The purpose of the authorisation is to increase the financial flexibility of the company and the general
flexibility of the board of directors. Should the board of directors resolve on a share issue with
deviation from the shareholders' preferential rights, the reason for this shall be to ensure the
company’s continued development, finance an acquisition of operations, to procure capital to finance
the development of projects or to potentially broaden the shareholder base. Upon such deviation from
the shareholders’ preferential rights, the new issue shall be made at market terms and conditions.
The CEO is authorised to make such minor adjustments to this decision that may be necessary in
connection with the registration.
Alternative proposal (item 12b)
If the main proposal above does not meet the majority requirement at the annual general meeting,
the board of directors proposes that the annual general meeting authorises the board of directors to,
instead, issue new shares corresponding to a dilution of not more than 10 per cent of the total number
of shares outstanding at the time of the general meeting’s resolution on the proposed authorisation,
but on the same terms and conditions as stated in the main proposal above.
____________________
Majority requirements
A resolution in accordance with item 12a or 12b above requires approval of at least two thirds (2/3) of
the votes cast and the shares represented at the annual general meeting.
Other information
The shareholders are reminded of their right to require information in accordance with Chapter 7
Section 32 of the Swedish Companies Act. The annual report and the auditor’s report for the financial
year 2018, will be held available at the company’s office on Råsundavägen 12, SE-169 67 Solna,
Sweden, and on the company’s webpage www.xspraypharma.com, at least three weeks before the
meeting. Further, the nomination committee’s proposal and motivated statement will be available on
the address stated above as well as on the website stated above at least four weeks before the
meeting. Copies of the documents will be sent to the shareholders who so request and who inform the
company of their postal address. The company has its registered office in Solna.
For information on how your personal data is processed, see the integrity policy that is available at
Euroclear’s webpage www.euroclear.com/dam/ESw/Legal/Privacy-notice-bolagsstammorengelska.
pdf.
_____________________
This is an in-official translation of the Swedish original wording. In case of differences between the
English translation and the Swedish original, the Swedish text shall prevail.
Solna, April 2019
Xspray Pharma AB (publ)
The Board of Directors
For further information, please contact:
Per Andersson, CEO, Xspray Pharma AB (publ)

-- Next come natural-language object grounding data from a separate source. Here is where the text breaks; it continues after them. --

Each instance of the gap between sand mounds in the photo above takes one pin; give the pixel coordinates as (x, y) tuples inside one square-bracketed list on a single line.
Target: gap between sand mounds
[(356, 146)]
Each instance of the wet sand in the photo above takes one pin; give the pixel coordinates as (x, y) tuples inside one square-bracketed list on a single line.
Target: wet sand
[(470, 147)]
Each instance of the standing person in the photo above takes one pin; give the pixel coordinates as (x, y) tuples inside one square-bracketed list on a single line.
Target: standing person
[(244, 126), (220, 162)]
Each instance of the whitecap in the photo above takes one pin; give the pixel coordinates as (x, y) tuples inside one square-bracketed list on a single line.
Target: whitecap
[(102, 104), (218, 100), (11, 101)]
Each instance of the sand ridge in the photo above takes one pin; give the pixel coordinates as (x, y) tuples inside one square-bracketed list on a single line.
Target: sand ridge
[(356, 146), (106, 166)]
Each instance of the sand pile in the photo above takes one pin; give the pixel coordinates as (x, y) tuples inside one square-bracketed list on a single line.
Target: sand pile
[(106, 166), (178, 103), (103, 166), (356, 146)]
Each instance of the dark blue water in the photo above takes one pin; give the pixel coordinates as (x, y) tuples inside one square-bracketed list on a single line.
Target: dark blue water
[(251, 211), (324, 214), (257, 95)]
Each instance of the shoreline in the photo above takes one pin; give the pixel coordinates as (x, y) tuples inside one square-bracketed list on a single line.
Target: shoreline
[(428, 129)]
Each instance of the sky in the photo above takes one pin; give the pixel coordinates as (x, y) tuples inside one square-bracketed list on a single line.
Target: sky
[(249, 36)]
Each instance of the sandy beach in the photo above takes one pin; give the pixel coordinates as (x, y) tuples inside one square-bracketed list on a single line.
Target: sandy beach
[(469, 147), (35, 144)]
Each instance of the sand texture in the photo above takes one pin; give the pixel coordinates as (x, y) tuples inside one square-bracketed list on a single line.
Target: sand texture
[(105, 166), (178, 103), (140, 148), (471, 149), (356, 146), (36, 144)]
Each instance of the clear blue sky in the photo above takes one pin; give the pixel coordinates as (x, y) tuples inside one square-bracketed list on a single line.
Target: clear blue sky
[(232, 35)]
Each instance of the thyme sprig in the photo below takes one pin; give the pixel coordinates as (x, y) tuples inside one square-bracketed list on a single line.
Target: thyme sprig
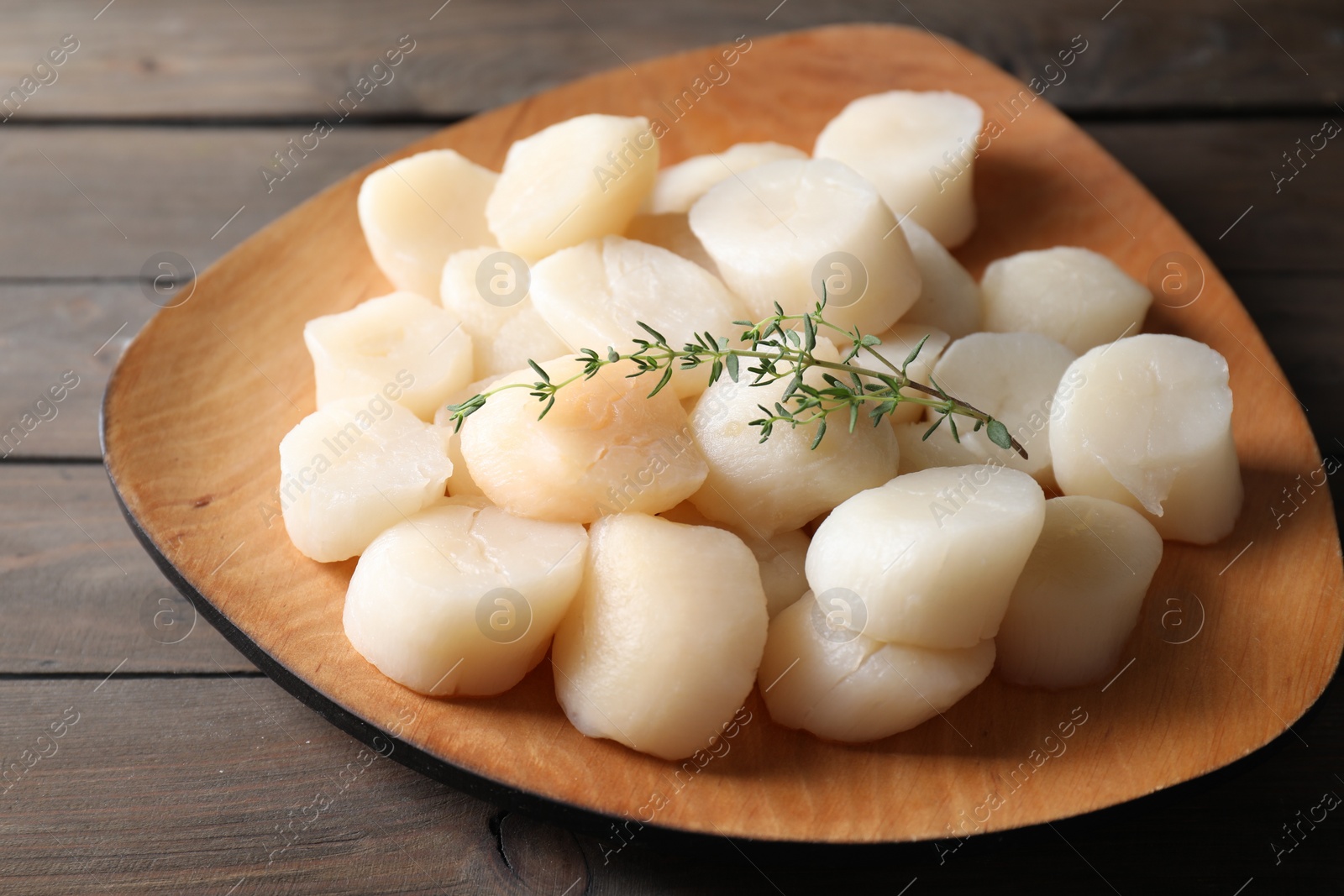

Mobile: +46 (0) 706 88 23 48
E-mail: per.andersson@xspray.com
The information was submitted for publication, through the agency of the contact person set out above,
at 08.00 CEST on 24 April 2019.
About Xspray Pharma
Xspray Pharma AB (publ) is a product development company with several product candidates in clinical
development. Xspray Pharma uses its innovative patented RightSize technology to develop improved generic
versions of marketed drugs, primarily protein kinase inhibitors (PKIs) for the treatment of cancer. The segment
is the second-largest in the field of oncology and drug prices are high. Through its innovative technology, Xspray
Pharma’s strategy is, through outlicensing to an appropriate pharmaceutical company, to enter the market as
first competitor to the original drugs before the exclusivity from secondary patents expires. Three PKIs have been
identified as the initial product candidates (HyNap-Dasa, HyNap-Sora and HyNap-Nilo). Xspray Pharma’s goal is
to have up to seven products ready for launch in the US market, where the first product to launch in 2021 will be
HyNap-Dasa. The substance patents for Sprycel®(dasatinib)*, expire in 2020 and the secondary patents expire in
2026, which can give Xspray Pharma’s HyNap-Dasa a five-year period of special position before other competitors
get access to the market. The company has patented manufacturing technology, equipment and the resulting
products. The shares in Xspray Pharma are traded on Nasdaq First North Stockholm.